Die ehemalige Hauptstadt Cidade Velha wurde in Cidade da Ribeira Grande de Santiago umbenannt und empfängt Sie mit einem reizvollen kolonialen Altstadtkern, der im Jahr 2009 von der UNESCO zum Weltkulturerbe erklärt wurde. Die Stadt wird von der mächtigen Festung Fortaleza Real de São Felipe überragt. In der Rue Banana erheben sich pastellfarbene Kolonialbauten, die mit Fördergeldern im Originalzustand wieder aufgebaut wurden. Im nördlichen Bereich der Rue Banana erhebt sich die Kirche Nossa Senhora do Rosário aus dem 15. Jahrhundert. Sie gilt als das älteste koloniale Gotteshaus der Welt und im Innenraum können Sie ein Taufbecken aus Alabaster bewundern. Florale Motive, Blütenmuster im Gittergewölbe und zahlreiche bemalte Kacheln zeugen von maurischen Einflüssen. Die Kirche Sé Catedral erhebt sich auf einer Anhöhe am Meer.

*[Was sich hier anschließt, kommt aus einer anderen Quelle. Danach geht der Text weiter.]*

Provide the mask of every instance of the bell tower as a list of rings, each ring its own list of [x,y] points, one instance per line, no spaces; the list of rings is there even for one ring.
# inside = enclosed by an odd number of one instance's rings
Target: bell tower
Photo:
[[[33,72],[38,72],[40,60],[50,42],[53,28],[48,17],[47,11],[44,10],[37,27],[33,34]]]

Mit dem Bau wurde im Jahr 1555 begonnen und erst im Jahr 1693 konnte das Gotteshaus eingeweiht werden. Mehrfach wurden die Konstruktionspläne für die Kirche im Lauf der Zeit geändert.

Facettenreiche Landschaften und breite Sandstrände empfangen Sie im Norden Santiagos in der Umgebung der Ortschaft Tarrafal. Zahlreiche Unterkünfte befinden sich in der Küstenstadt, die an einer windgeschützten Bucht mit einem weißen, palmengesäumten Strand liegt. Die örtliche Tauchbasis bietet Kurse und Unterwasserexpeditionen in die fischreichen Küstengewässer an. Im kleinen Hafen der Ortschaft werden Hochseeangeltouren angeboten und auf dem Kirchplatz findet einmal wöchentlich ein bunter Markt statt, auf dem Sie zahlreiche Erzeugnisse aus regionaler Produktion finden. Rund fünf Kilometer von Tarrafal entfernt erstreckt sich ein mit der Ribeira da Prata ein menschenleerer Badestrand mit schwarzem Lavasand. Er wird von Kokospalmen eingerahmt und in einer kleinen Bar werden Ihnen fangfrische Meeresspezialitäten und kühle Getränke serviert.

Die kapverdische Insel Santiago hat neben mehreren feinsandigen Stränden ein Netz an Wanderwegen zu bieten, die durch das vulkanische Inselinnere führen. Reizvoll gelegene Höhenwege führen durch den Naturpark Serra Malgueta. Bei klarer Sicht sind in der Ferne die Insel Maio und der mächtige Vulkan Pico do Fogo auf der gleichnamigen Insel zu erkennen. Auf der Hochebene von Santa Catarina erstreckt sich ein weiteres Wandergebiet mit Routen, die durch eindrucksvolle Gebirgstäler führen. Ein breites Spektrum an Wanderwegen erwartet Sie darüber hinaus im Naturpark Pico da Antonia. Vom einfachen Spazierweg bis zum hochalpinen Kletterpfad hat das geschützte Areal eine ungeheure Vielfalt unterschiedlicher Routen zu bieten.